I agree with all of that, except one part. The offensive numbers also are skewed by things out of control of the hitter, but people seem to dismiss luck and other things on d, without acknowledging the luck in o.
But we agree completely that UZR is not precise. I think everyone that is serious about stats agrees with that.
To me, the problem with comparing offense and defense and attributing it to "luck" is this:
While it most certainly is true to say that (to pick a name at random) Pedro Florimon was "lucky" to string together a good month and hit .400, it is not at all true to say it didn't really happen. No matter now lucky it was, we know for a fact he hit .400 and the value of that cannot be disputed.
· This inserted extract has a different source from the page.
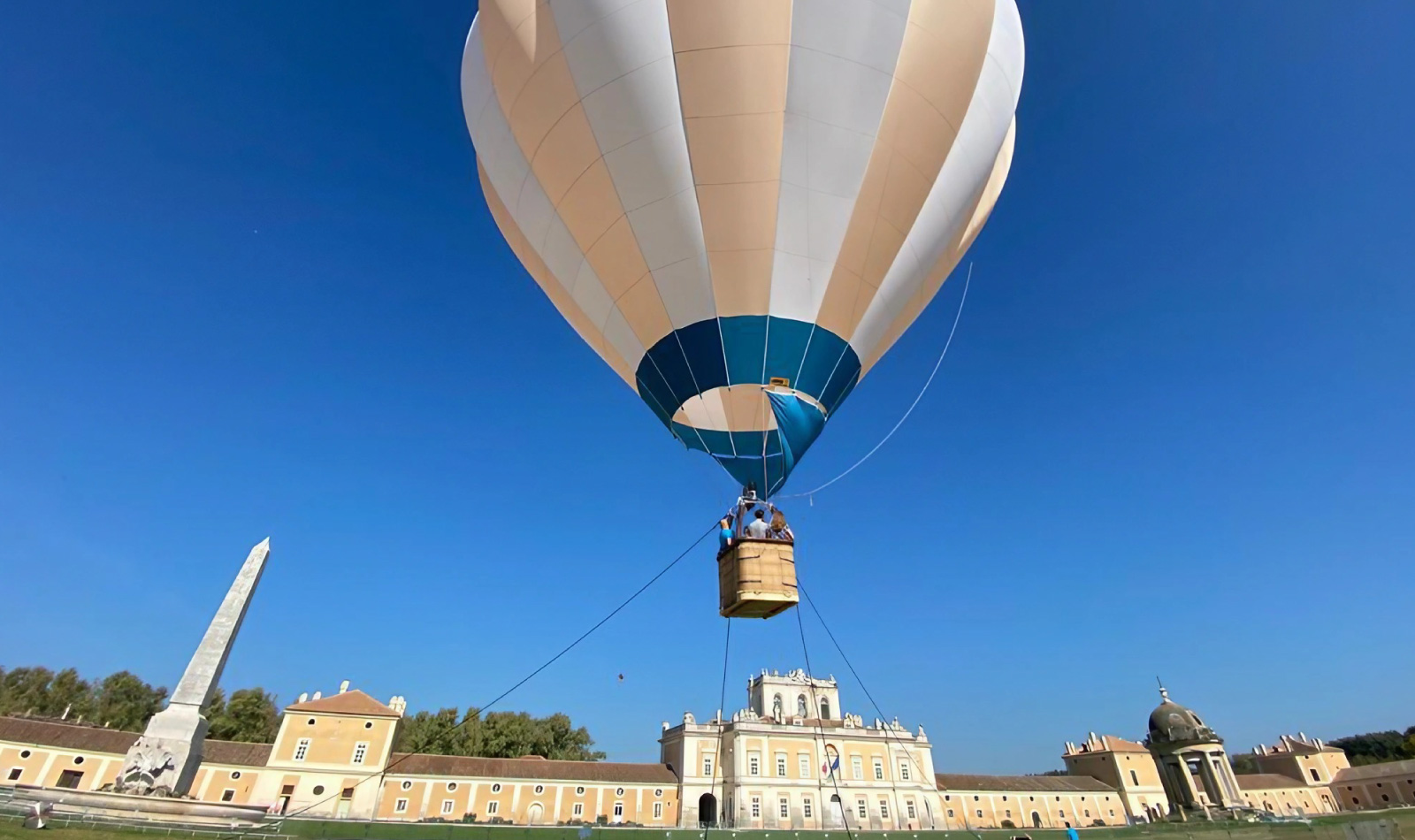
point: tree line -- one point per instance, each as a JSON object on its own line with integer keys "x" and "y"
{"x": 497, "y": 734}
{"x": 125, "y": 702}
He had 100 ABs, got 40 hits, and hit .400.
Nobody contends he didn't really hit .400. It represents exactly what happened on the field.
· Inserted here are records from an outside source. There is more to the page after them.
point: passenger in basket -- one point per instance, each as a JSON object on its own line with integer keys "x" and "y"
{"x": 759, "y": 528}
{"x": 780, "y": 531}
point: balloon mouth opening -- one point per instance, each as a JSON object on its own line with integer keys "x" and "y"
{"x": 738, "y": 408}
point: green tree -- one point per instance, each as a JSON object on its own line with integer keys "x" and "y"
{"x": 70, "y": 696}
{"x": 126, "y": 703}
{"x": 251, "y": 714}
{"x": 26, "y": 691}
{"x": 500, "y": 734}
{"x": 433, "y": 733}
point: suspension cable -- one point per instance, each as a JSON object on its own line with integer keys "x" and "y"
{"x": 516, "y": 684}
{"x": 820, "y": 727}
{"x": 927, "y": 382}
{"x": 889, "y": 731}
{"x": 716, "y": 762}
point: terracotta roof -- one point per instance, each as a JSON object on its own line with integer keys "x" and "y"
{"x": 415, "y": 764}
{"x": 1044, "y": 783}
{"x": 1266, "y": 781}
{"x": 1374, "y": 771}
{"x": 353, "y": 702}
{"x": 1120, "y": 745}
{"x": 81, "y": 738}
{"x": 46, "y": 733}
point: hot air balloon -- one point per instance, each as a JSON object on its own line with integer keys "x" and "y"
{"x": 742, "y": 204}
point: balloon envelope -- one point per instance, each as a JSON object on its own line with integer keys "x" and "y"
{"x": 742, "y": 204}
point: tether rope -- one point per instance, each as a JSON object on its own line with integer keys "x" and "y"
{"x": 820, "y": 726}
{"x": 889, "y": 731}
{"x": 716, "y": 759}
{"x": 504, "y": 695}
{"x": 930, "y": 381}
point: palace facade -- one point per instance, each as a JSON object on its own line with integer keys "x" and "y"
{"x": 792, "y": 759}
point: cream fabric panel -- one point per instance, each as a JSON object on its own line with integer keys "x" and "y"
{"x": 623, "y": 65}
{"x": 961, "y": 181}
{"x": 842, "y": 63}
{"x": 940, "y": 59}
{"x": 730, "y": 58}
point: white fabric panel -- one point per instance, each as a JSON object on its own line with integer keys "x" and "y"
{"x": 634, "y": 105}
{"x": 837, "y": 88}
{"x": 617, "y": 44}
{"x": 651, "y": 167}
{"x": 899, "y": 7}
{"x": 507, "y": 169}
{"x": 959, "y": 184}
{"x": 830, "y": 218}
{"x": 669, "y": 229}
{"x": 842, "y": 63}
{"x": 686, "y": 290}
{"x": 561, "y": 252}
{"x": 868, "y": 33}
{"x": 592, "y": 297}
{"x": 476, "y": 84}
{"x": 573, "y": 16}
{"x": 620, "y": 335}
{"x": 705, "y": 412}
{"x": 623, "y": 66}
Compare that with what the designer's of UZR say...a good or bad UZR doesn't mean that's what happened:
...a player’s UZR, be it one year, one month or 5 years, is not necessarily what happened on the field and is not necessarily that player’s true talent level over that period of time either. That is why we regress, regress, and regress! A player can have a plus UZR and have played terrible defense, because the data we are using is far from perfect.
If it doesn't represent what happened on the field, I have a hard time giving it any credit. If we're going on opinions, I'll go with the opinions of professional baseball people, or myself, rather than MGL.
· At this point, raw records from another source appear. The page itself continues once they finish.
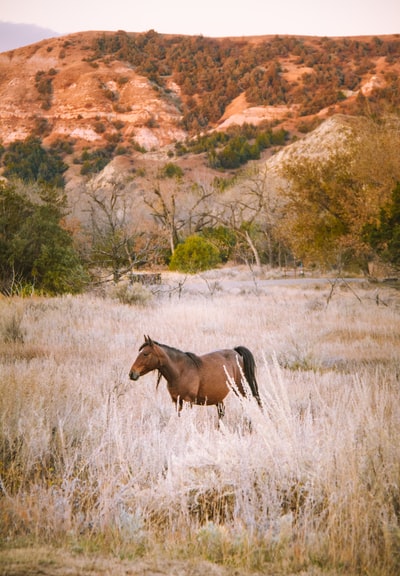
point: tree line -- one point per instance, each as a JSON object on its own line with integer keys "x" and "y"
{"x": 340, "y": 210}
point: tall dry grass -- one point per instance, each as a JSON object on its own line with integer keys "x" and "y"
{"x": 91, "y": 460}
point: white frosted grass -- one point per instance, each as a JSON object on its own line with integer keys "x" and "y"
{"x": 93, "y": 451}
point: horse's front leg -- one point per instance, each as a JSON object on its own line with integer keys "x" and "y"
{"x": 221, "y": 410}
{"x": 178, "y": 404}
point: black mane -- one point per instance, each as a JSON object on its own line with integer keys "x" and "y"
{"x": 193, "y": 357}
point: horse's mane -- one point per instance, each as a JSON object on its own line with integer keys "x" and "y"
{"x": 193, "y": 357}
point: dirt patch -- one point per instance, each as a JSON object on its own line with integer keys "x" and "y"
{"x": 46, "y": 561}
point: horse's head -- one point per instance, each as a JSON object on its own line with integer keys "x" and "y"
{"x": 147, "y": 360}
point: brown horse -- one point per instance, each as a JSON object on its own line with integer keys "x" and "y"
{"x": 198, "y": 379}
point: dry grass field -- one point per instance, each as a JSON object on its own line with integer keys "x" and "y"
{"x": 99, "y": 475}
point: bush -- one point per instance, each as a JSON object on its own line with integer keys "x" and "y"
{"x": 195, "y": 255}
{"x": 34, "y": 247}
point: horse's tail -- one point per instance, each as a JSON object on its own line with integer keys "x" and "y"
{"x": 249, "y": 370}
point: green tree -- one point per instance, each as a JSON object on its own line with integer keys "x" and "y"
{"x": 195, "y": 255}
{"x": 384, "y": 235}
{"x": 35, "y": 249}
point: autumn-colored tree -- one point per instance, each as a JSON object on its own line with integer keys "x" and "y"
{"x": 330, "y": 199}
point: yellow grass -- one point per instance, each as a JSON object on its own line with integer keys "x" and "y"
{"x": 90, "y": 461}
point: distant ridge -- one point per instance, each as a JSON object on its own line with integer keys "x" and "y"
{"x": 14, "y": 35}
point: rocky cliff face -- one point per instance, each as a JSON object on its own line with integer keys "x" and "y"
{"x": 65, "y": 87}
{"x": 49, "y": 88}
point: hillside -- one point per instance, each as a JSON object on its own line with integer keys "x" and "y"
{"x": 149, "y": 91}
You can't have a .400 BA and have hit poorly. Luckily maybe, but not poorly. Those hits actually happened.
But if you can have a plus UZR, and "played terrible defense," the measurement system needs work.
EDIT (meant to include this with the original post): As for regression, I'd say if you're "regressing" data to represent what happened in the past, you're doing it wrong. I can understand regressing data to guess at what might happen in the future. But what happened, happened. It shouldn't need to be regressed to more closely represent truth, should it? Does Baseball Reference regress Joe Mauer's 2009, because it probably doesn't represent his "true talent level?" No. Nor should it.
While I'm at it...I'll take a shot at the "UZR is accurate in large sample sizes" argument as well. (Unsurprisingly) I don't buy that argument. If it's innacurate in small sample sizes, it is innacurate in larger sample sizes as well. Adding up several small bunches of innacurate data gives me one big bunch of innacurate data, IMO.
Not to mention, if WAR is being used to compare players across eras, there isn't PBP data for any players except those from the last decade or so, so "WAR" for Babe Ruth, for example, is derived without even the flawed data used to derive WAR for today's players.
Personally, I don't understand how smart people pay any attention to it.